His system has been elite at the FCS and high school level but was nothing special in his time working under Whittingham at Utah. The Cardinal will continue to face challenges from a talent perspective in this transfer portal era. Taylor’s offense could play with enough pace and creativity to generate more than just an RB as the only fantasy-relevant option for Stanford.
New OC: Sean Lewis
Previous OC: Mike Sanford
Influenced by: Dino Babers
2018-22 Kent State; 2016-17 Syracuse OC; 2015 Bowling Green OC
Deion was able to convince the Kent State head coach, Sean Lewis, into leaving his post as the head man to lead the Colorado offense. He replaces Mike Sanford, who is quite possibly the worst OC in college football. Lewis is a Babers disciple, so he runs a version of the Baylor veer-n-shoot that moves with incredible pace and generally produces elite CFF production. Colorado was a bottom-ten program in terms of the pace of play (which makes zero sense when you play in altitude), so expect a major change there.
Quarterback: Huge Upgrade
Any coach with a pulse would provide an upgrade over Sanford when it comes to CFF QBs, but Lewis’s track record speaks for itself. He had multiple top-ten finishes with Crum, helped make Eric Dungey fantasy relevant, and was the OC for Matt Johnson’s QB2 finish in 2015 for Bowling Green. Schlee was disappointing in 2022, but he was also dealing with nagging injuries since Week 6.

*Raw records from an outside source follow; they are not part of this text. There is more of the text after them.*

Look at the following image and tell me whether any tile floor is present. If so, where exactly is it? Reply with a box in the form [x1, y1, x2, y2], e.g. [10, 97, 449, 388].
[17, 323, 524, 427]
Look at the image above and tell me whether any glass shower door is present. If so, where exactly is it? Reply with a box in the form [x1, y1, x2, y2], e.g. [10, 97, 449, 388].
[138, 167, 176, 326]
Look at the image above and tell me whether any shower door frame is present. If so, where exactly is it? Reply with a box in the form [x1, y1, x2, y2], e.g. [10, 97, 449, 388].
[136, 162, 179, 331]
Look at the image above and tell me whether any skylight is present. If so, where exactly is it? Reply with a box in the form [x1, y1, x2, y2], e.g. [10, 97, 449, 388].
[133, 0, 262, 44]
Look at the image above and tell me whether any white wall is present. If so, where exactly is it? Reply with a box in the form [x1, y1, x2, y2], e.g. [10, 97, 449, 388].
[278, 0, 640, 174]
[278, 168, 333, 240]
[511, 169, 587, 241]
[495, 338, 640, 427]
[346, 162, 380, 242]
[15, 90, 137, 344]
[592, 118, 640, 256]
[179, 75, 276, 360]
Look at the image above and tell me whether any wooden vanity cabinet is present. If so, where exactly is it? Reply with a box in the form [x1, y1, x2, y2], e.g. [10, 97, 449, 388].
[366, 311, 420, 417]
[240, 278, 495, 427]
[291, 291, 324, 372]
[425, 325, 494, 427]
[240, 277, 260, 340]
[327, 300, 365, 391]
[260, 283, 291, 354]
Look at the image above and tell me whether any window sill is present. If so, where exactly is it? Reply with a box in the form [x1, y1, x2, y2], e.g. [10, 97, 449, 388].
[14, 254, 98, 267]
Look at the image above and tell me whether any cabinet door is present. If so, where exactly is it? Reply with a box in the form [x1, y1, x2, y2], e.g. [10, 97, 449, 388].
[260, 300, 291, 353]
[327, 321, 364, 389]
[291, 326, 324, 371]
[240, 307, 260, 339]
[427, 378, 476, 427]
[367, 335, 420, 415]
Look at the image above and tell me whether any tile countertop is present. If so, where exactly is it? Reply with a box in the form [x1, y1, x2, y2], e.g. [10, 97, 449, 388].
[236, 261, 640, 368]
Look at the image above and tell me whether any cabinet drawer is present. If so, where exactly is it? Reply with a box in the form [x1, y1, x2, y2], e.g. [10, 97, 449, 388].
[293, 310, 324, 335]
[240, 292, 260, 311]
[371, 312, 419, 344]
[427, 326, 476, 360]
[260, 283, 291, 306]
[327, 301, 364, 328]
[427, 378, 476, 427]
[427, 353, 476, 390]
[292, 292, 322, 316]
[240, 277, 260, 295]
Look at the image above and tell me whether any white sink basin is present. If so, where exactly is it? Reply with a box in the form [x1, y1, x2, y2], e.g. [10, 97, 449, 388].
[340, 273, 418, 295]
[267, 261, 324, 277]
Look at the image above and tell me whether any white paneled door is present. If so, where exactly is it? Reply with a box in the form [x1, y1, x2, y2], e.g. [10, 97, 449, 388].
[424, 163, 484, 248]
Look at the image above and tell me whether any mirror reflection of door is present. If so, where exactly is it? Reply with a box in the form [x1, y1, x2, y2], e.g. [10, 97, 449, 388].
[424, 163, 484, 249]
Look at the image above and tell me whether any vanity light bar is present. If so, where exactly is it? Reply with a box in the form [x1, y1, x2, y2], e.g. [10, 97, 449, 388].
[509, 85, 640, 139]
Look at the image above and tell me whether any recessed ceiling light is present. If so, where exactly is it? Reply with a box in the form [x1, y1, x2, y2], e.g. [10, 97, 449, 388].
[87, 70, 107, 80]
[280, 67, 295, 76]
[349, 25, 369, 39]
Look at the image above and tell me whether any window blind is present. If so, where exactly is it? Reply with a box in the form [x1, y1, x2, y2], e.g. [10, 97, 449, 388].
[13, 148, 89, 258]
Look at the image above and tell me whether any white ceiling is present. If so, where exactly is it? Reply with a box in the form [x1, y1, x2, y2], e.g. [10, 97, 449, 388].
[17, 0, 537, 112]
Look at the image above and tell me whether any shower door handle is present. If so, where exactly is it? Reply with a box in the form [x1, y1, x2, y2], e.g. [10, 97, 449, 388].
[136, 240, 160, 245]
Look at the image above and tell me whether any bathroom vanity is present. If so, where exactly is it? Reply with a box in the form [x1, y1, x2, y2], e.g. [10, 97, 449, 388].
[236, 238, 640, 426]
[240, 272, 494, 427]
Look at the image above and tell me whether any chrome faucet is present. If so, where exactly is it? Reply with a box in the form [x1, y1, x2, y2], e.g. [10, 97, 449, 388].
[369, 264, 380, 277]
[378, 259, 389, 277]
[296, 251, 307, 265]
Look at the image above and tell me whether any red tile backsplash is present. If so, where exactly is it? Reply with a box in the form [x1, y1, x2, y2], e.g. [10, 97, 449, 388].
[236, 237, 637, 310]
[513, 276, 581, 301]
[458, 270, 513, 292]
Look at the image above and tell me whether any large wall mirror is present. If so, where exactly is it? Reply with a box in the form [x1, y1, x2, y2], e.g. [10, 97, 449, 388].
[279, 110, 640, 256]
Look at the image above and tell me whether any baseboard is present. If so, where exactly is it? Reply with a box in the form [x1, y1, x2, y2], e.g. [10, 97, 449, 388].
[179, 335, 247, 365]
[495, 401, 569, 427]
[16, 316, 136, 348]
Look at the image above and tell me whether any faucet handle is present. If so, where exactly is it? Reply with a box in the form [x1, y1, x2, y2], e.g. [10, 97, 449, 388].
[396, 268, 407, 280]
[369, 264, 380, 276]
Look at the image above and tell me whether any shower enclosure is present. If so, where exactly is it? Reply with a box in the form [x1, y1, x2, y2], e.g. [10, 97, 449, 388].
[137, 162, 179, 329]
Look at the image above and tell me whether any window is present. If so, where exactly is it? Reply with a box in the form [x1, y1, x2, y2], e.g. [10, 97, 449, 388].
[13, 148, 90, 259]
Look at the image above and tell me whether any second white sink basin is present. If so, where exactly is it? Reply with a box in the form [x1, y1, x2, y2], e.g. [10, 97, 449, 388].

2022: Collin Schlee: QB36; 17.7 ppg
2021: Dustin Crum: QB9; 24.1 ppg
2020: Dustin Crum: QB1; 38.1 ppg (4 games)
Running Back: Slight Upgrade
Sanford has produced some solid RB seasons but so has Lewis. The tempo should help RB scoring opportunities here. Lewis has done RBBC and has had multiple QBs lead his team in rushing attempts, but he will feature one guy if he finds a clear leader. Travis Greene was RB14, and Marquez Cooper has seen consecutive seasons of 250+ touches.
2022: Marquez Cooper: RB26; 18.6 ppg
2021: Marquez Cooper: RB36; 14.2 ppg
2020: Marquez Cooper: RB70; 14.6 ppg (4 games)
Wide Receiver/TE: Huge Upgrade
We love the veer-n-shoot system for WRs. Tempo and volume are major factors here, as Lewis generally only has a handful of WRs see the field. Steve Ishmael was WR13, and Amba Etta-Tawo was WR7, despite some limitations, for those passing offenses. He made Cephas and Walker CFF studs at Kent State. He historically hasn’t featured the TE.
2022: Devontez Walker: WR19; 16.3 ppg
2021: Dante Cephas: WR19; 15.5 ppg
2020: Isaiah Mckoy: WR13; 22 ppg (4 games)
Takeaways: Upgrade across the board for the Buffs with this hire. Colorado will hold a talent disadvantage, but the pace and garbage time scoring should make Shedeur Sanders a viable option at QB. A negative game script could limit RB in year one, but WR is certainly the position to pay attention to in the spring as the Buffs have seven newcomers to the room and return their top two WRs from 2022. TE will be fascinating with a talent in Seydou Traore but a poor TE track record in Lewis. Could they feature him as a WR?